A statue of a girl facing the Wall Street Bull in the financial district in New York.
Brendan McDermid | Reuters

For the true story on the U.S. economy, small-cap stocks' sluggish performance may be a better guide, according to Jefferies.

Stocks with small market capitalizations reported a 0.5 percent drop in earnings per share in the second quarter, versus 9.9 percent growth for large-cap stocks, Steven DeSanctis, equity strategist, and his associate Miles Bredenoord said in a Monday note.

The gap of 10.4 percentage points between small-cap and large-cap earnings growth marks the largest since the financial crisis, the report said. "The earnings difference was massive and keeps us cautious," they wrote.

Earnings have been much better for large-cap stocks lately

Source: Jefferies

The latest government report showed U.S. economic growth of 3 percent in the second quarter, the fastest annualized rate in more than two years. However, other reports, such as retail sales and nonfarm payrolls, have been soft. Billionaire Warren Buffett said in a CNBC interview in late August that the economic growth rate feels more like 2 percent than 3 percent.

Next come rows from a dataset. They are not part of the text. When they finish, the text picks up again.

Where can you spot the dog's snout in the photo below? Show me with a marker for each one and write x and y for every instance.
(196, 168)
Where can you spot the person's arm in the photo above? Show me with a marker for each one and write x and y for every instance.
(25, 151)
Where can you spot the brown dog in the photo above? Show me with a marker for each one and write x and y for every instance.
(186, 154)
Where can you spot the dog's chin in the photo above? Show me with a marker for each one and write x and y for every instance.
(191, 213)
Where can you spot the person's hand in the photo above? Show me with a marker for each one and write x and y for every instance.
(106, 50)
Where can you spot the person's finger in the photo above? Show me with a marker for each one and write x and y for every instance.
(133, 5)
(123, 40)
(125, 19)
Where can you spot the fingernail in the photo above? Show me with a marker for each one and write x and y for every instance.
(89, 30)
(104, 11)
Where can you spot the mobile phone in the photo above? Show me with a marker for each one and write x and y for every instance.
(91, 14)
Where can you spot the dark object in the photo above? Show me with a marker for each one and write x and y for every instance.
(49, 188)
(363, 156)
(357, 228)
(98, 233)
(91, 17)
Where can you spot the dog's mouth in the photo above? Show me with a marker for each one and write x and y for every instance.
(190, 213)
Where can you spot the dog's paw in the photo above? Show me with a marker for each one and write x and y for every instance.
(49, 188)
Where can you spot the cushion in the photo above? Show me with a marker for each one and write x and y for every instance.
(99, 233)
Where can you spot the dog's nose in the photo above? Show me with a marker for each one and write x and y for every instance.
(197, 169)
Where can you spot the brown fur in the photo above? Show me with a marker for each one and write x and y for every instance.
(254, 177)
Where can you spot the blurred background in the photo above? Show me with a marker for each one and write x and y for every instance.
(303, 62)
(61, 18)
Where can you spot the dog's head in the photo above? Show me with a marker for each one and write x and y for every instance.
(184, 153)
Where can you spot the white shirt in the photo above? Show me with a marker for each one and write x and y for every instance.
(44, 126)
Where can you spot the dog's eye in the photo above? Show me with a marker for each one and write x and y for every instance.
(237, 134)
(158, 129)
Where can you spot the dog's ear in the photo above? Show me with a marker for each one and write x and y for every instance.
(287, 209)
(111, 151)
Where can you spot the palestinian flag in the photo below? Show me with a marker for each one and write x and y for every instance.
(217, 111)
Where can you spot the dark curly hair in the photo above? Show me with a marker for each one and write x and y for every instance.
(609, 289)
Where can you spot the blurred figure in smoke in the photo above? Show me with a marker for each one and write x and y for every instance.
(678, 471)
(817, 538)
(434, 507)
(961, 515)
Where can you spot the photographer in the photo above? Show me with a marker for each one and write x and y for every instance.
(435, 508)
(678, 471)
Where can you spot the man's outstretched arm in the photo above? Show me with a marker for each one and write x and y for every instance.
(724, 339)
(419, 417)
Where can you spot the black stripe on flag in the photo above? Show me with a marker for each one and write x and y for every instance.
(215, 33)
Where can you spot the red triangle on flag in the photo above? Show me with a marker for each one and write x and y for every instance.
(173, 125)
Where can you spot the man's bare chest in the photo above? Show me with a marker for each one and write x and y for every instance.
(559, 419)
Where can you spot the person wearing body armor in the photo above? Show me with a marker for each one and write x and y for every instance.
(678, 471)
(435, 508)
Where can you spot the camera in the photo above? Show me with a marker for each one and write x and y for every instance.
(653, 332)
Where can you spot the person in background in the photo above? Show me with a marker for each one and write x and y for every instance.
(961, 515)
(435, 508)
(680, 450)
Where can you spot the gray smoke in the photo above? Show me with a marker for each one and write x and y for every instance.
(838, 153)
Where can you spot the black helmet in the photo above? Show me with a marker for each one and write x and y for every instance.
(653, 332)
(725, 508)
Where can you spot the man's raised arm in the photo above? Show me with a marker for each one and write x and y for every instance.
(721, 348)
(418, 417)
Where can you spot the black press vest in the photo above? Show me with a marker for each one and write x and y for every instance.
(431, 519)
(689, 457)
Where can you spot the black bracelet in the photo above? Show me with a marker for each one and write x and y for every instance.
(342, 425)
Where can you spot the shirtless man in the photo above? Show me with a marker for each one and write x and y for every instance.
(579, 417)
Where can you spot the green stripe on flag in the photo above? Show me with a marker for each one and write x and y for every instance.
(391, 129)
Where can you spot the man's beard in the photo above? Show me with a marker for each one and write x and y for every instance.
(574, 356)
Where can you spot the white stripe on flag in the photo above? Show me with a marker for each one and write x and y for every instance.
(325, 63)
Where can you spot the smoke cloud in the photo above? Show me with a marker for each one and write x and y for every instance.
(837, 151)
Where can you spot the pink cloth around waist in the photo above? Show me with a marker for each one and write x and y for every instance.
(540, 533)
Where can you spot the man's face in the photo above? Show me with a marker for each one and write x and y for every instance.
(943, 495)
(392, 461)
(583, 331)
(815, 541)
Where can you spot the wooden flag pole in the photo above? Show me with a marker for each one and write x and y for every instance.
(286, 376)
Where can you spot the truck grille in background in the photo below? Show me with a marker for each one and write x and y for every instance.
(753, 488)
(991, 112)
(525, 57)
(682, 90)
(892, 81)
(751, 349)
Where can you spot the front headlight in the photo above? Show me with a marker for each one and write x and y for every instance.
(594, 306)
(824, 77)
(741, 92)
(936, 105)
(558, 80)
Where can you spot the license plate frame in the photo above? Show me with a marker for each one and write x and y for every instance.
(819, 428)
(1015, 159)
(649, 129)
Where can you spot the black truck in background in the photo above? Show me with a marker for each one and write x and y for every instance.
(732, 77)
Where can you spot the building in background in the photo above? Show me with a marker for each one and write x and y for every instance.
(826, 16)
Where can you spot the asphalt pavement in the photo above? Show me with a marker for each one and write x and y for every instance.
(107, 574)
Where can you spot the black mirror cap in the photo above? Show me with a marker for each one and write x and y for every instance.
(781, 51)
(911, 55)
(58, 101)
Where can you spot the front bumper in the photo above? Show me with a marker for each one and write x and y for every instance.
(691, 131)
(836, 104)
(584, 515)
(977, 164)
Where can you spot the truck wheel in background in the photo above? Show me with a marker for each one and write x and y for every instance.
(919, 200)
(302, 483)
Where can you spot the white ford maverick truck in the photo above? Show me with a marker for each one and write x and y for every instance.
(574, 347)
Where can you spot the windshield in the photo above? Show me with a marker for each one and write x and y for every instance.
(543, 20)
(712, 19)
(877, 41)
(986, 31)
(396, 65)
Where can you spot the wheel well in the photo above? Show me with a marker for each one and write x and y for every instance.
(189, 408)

If the economy did grow at 3 percent, "we think small-cap earnings would be up double digits," the Jefferies analysts said. "The large difference can't last too long in our opinion, and thus the issue is whether or not large [cap earnings growth] gets worse or small gets better."

Global growth behind the divergence?

Major U.S. stock indexes hit record highs Monday, while the small-cap index traded about three-fourths of a percent below its record, set on July 25.

Large-cap stocks are "over-earning thanks to the weaker dollar and better global growth and the fact that the U.S. economy is not as strong as the GDP number implies," the analysts said. "Single-digit earnings growth does not support where multiples are today."

Small-cap stocks tend to focus more on the domestic U.S. market, and many analysts had expected the stocks to benefit the most under the Trump administration from tax reform and the strong U.S. dollar. But new legislation on taxes has stalled, while the U.S. dollar index has dropped to its lowest in more than two years.

President Donald Trump predicted his policies would result in growth of 3 percent or more, despite many economists' doubts.

The Atlanta Fed's GDPNow model forecasts growth of just 2.2 percent for the third quarter.